The fall in imports left the country’s overall foreign trade for the month down 9.7 percent from a year earlier, but also meant that China’s trade surplus for the month was markedly up, by 20.1 percent year-on-year, to 368 billion yuan, or about $58 billion, compared to the average of about $43 billion for the first seven months of the year.

In dollar terms the fall in exports was 5.5 percent, compared to 8.3 percent in July -- below market expectations of a 6 percent drop, according to Reuters, or a 6.6 percent drop, according to Bloomberg.
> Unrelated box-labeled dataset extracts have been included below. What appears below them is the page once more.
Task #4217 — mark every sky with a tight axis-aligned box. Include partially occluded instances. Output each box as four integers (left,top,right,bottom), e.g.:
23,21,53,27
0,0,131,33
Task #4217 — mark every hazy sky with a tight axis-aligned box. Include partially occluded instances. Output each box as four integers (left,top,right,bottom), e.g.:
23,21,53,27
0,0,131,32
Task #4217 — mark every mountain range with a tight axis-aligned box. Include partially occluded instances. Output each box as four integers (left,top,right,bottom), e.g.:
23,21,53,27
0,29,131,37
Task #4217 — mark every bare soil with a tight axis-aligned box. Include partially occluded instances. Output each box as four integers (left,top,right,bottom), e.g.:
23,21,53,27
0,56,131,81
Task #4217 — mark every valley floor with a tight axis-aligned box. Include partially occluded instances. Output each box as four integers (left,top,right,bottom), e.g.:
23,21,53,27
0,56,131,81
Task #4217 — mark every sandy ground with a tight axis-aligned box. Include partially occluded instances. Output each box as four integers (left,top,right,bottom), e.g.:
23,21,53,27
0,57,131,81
Falls in exports to the European Union and Japan shrunk markedly in August, to 7.5 percent and 5.9 percent respectively, from 12.3 percent and 13 percent in July. August exports to the United States, meanwhile, were down 1 percent year-on-year, compared to 1.4 percent the previous month.

ChinaTrade_Jan2015 A truck drives past shipping containers at a port in Lianyungang, Jiangsu province on Jan. 23, 2015. Photo: Reuters/China Daily

Li-gang Liu, chief China analyst at ANZ Banking Group, said in a note sent to International Business Times that exports to China’s Southeast Asian neighbors -- countries in the ASEAN bloc -- were down 4.6 percent last month, having risen 1.4 percent in July. And he said that despite the slightly smaller fall in exports, the figures were a reminder that the effective 2.8 percent devaluation of the yuan last month was unlikely to have a "significant impact" on China’s export competitiveness in the near term.
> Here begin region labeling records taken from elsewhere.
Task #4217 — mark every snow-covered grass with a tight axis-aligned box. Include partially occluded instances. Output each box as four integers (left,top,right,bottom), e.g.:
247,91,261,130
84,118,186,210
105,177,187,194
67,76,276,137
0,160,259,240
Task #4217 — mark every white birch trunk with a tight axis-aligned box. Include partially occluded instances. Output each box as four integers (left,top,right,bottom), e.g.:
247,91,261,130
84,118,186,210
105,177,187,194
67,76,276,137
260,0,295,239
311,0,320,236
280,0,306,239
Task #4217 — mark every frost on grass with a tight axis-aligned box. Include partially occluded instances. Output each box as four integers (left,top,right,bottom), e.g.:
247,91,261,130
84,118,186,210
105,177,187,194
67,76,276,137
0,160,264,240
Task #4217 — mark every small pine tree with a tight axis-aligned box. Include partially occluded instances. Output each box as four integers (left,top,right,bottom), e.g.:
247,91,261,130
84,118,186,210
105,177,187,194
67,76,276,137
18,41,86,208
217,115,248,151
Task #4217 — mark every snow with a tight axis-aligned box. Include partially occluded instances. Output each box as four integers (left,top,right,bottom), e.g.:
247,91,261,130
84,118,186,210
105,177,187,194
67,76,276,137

At the same time, however, Liu said the significant trade surplus for August “should remind investors that China does not suffer large net capital outflows.” While China’s foreign reserves declined by $93 billion in August, to $3.557 trillion -- after the government intervened in the foreign exchange market to stabilize the yuan following its devaluation of 2.8 percent -- Liu suggested the latest figures showed that China’s central bank would still be able to intervene to keep the currency within a range “it would like to see.”
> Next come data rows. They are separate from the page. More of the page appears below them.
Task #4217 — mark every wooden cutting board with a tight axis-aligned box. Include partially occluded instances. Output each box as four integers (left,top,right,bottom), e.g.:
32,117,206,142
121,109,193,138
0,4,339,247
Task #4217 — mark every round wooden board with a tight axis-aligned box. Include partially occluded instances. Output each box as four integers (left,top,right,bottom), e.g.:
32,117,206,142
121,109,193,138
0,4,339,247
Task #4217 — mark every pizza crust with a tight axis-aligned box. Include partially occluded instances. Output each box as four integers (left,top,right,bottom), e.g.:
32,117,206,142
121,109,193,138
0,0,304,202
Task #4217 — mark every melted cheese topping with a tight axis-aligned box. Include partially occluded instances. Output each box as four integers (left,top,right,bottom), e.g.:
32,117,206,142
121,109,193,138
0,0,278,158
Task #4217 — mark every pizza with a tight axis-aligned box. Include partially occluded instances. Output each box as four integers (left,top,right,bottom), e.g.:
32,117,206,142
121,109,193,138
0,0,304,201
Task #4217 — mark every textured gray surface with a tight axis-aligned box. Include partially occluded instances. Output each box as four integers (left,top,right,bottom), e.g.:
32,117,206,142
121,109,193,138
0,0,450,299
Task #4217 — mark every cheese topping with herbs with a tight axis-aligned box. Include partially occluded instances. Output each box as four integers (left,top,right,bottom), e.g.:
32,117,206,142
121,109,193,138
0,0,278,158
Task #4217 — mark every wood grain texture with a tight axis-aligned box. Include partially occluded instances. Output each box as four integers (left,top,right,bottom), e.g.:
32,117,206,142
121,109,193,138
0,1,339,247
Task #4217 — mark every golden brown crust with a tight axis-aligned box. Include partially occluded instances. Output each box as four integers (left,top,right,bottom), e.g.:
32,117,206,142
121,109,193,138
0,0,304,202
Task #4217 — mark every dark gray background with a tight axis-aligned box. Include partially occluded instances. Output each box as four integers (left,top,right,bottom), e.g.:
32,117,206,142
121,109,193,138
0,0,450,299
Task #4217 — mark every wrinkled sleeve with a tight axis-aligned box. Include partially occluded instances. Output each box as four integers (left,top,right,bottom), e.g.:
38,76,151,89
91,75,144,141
Chinese state media said recently that China's exports for the year could be up around 2 percent, with imports down some 10 percent. However, with exports in yuan terms currently down 1.6 percent for the January-to-August period, and imports down 14.6 percent, analysts are agreed that further measures need to be taken.

Liu Xuezhi, an analyst at China’s Bank of Communications, told Bloomberg that with export prospects weak, the authorities would need to do more to stabilize growth, with infrastructure spending being key.

China’s Finance Minister Lou Jiwei promised at the weekend that the government would increase spending for the year by 10 percent, rather than 7 percent as planned.

China’s top economic planning body, the National Development and Reform Commission, was reported on Tuesday to have approved six new infrastructure projects worth about $12 billion, mainly for the construction of highways in the west of the country, Shanghai-based China Business News reported.

The Chinese government also announced a draft plan to introduce a "circuit-breaking" mechanism aimed at preventing excessive volatility on the country’s markets -- by suspending trading for 30 minutes if leading shares rise or fall by 5 percent in a day, and closing the market for the day if it opens up or down 7 percent.

Some Chinese analysts questioned how effective the measures would be, however, according to respected financial website Caixin -- and China’s markets were down in morning trading. But they rebounded sharply in late trading, as the government injected more liquidity into the market. The main Shanghai Composite Index closed 2.9 percent up, while the secondary Shenzhen Composite Index finished 3.8 percent higher. The volatile ChiNext Index for high-tech shares was up 5.6 percent.

Hong Kong’s Hang Seng Index closed up 3.28 percent, while Singapore's Straits Times Index was up 1.2 percent. In Sydney the ASX 200 gained 1.7 percent.

In Japan, however, concerns about China’s economy sent the Nikkei tumbling to its lowest point of the year – it fell 2.4 percent to close at 17,427. South Korea's Kospi finished 0.2 percent lower.